In-class exercise solution using R's smartness

eucDistV4<-function(vect1, vect2){
    sum((vect1-vect2)**2)**(1/2)
}

ptA<-c(0,0,0);
ptB<-c(3,3,3);
eucDistV4(ptA, ptB)

## [1] 5.196152

In-class exercise #2

Write a new function that computes the distances between all points in toyData. Don't peak at next slide...

eucDistAll<-function(aMat){
    ansMatrix<-matrix(NA, nrow=nrow(aMat), ncol=nrow(aMat));
    ## 
    ## Add your code here. Use your eucDistV4 function 
    ##
    ansMatrix
}

In-class exercise solution to #2

eucDistAll<-function(aMat){
    myDim<-nrow(aMat);
    ansMatrix<-matrix(NA, nrow=myDim, ncol=myDim);
    for(i in 1:myDim){
        for(j in 1:myDim){
            if(j<i){
                ansMatrix[i,j] <- eucDistV4(aMat[i,], aMat[j,]);
            }
        }
    }
    ansMatrix;
}

Apply to toy data

toyDists<-eucDistAll(toyData);
hist(toyDists);

plot of chunk unnamed-chunk-12

We can use this distance matrix to perform hierarchical clustering

plot(hclust(as.dist(toyDists), "average"), hang=-1)
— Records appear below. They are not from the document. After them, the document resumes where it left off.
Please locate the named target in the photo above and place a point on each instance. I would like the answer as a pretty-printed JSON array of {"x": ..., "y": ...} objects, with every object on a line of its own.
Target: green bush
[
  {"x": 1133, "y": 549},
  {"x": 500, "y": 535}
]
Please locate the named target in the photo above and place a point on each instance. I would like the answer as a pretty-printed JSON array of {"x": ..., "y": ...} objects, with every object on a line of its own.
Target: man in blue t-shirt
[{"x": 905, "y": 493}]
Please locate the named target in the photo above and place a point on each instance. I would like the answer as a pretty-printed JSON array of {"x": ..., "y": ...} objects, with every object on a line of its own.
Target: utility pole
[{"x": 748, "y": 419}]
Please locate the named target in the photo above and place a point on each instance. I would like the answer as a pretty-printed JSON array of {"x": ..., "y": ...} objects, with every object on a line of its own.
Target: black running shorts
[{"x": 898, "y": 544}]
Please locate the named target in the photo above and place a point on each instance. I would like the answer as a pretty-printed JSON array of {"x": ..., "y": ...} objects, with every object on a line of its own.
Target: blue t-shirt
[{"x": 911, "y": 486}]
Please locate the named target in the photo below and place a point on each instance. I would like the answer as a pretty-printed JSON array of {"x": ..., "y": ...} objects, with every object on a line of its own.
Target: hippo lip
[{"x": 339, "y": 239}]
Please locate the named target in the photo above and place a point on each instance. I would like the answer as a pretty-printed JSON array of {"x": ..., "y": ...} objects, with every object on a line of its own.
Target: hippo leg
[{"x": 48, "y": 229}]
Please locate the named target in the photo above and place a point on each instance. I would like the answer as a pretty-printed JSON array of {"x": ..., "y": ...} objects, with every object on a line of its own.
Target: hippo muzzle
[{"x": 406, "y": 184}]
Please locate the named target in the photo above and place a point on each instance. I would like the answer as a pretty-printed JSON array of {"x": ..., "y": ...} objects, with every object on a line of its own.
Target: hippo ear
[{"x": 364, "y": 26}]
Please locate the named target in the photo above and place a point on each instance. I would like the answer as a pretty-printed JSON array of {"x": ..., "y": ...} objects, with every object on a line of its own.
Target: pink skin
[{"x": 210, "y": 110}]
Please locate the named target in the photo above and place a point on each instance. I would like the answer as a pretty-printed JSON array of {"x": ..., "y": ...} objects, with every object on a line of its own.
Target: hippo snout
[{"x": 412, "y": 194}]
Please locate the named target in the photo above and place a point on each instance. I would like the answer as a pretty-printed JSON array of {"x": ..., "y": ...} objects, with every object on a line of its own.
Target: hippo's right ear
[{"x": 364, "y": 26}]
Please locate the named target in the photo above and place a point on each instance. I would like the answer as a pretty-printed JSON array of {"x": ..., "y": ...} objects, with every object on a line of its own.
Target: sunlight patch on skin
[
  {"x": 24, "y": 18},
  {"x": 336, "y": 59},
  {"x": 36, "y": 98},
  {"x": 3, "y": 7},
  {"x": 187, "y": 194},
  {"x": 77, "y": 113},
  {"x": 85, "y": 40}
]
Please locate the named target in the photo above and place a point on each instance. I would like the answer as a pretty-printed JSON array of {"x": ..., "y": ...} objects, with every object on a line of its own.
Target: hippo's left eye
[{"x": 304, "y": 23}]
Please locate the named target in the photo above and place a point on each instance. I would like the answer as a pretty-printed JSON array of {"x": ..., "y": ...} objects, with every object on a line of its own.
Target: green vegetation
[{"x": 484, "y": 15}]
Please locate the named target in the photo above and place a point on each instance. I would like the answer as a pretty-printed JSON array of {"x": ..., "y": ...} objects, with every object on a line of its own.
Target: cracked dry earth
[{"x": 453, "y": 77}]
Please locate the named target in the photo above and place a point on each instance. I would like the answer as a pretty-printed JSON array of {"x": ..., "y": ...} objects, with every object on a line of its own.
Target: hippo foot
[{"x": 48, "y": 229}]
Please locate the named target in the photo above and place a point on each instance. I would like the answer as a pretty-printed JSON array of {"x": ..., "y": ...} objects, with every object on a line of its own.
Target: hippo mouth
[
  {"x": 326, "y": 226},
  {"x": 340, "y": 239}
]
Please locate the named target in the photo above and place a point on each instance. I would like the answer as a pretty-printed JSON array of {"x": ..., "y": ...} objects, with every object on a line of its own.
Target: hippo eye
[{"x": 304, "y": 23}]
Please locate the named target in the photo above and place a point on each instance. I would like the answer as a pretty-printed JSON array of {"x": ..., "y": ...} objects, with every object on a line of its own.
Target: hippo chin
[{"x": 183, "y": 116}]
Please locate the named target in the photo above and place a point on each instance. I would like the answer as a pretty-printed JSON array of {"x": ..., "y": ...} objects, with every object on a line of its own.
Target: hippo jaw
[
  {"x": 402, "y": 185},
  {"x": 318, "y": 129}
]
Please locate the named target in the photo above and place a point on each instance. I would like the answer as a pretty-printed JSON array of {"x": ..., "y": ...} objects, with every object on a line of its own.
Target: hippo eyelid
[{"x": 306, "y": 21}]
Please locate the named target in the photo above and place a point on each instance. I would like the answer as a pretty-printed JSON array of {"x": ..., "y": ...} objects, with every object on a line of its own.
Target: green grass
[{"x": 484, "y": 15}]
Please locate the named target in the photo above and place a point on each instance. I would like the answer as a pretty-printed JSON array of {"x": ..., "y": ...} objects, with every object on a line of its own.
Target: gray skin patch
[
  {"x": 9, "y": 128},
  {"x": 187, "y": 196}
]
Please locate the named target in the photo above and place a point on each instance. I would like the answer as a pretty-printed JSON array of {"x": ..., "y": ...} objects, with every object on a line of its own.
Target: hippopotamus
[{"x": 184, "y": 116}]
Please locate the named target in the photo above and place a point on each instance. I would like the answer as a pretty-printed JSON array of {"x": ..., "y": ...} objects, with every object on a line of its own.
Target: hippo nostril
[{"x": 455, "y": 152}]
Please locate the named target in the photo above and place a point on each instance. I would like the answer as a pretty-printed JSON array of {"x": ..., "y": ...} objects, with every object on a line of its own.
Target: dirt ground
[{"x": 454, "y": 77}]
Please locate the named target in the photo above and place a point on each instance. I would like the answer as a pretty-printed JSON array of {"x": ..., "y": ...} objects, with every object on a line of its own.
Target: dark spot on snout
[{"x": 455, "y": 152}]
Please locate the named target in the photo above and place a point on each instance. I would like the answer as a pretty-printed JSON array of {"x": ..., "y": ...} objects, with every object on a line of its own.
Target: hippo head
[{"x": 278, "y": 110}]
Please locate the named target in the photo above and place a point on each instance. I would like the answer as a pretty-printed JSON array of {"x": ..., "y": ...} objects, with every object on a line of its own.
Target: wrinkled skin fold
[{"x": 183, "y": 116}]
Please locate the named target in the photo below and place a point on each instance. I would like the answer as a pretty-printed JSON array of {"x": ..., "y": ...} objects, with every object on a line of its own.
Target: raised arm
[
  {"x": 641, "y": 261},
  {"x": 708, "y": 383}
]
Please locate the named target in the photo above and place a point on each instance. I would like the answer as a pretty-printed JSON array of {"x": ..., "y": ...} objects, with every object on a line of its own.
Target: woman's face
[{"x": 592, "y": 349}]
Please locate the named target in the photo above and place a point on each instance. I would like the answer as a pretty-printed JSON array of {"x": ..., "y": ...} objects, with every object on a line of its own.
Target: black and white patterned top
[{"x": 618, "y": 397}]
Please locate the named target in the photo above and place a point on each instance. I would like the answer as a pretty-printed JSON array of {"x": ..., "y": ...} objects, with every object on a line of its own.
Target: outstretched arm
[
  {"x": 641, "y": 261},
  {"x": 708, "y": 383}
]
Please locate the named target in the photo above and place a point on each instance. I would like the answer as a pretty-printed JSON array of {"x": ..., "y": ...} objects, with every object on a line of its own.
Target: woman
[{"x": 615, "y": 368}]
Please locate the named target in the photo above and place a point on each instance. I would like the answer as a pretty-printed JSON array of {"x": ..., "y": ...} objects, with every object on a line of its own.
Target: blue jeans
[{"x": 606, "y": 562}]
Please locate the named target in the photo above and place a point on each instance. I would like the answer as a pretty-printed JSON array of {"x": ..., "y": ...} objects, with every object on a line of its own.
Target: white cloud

plot of chunk unnamed-chunk-13

Your final assignment:

Write a function that evaluates the groupings provided by k-means. It takes as input toyData (or a similar object), and a vector of possible k values. It returns a list of ...

data frame of 2 columns: k, and the mean intra cluster distances
a ggplot in which the points (samples) are colored according to the optimal value for k
a ggplot scatter plot in which x-axis is k and the y axis is the mean intra group distance

And, apply this function to the original data set (only first 2 principle components), which you can download here:

http://cahanlab.org/intra/training/bootcampJune2016/misc/day4_assignment_data.R

What is the optimal number of clusters that your iterative kmeans approach yields?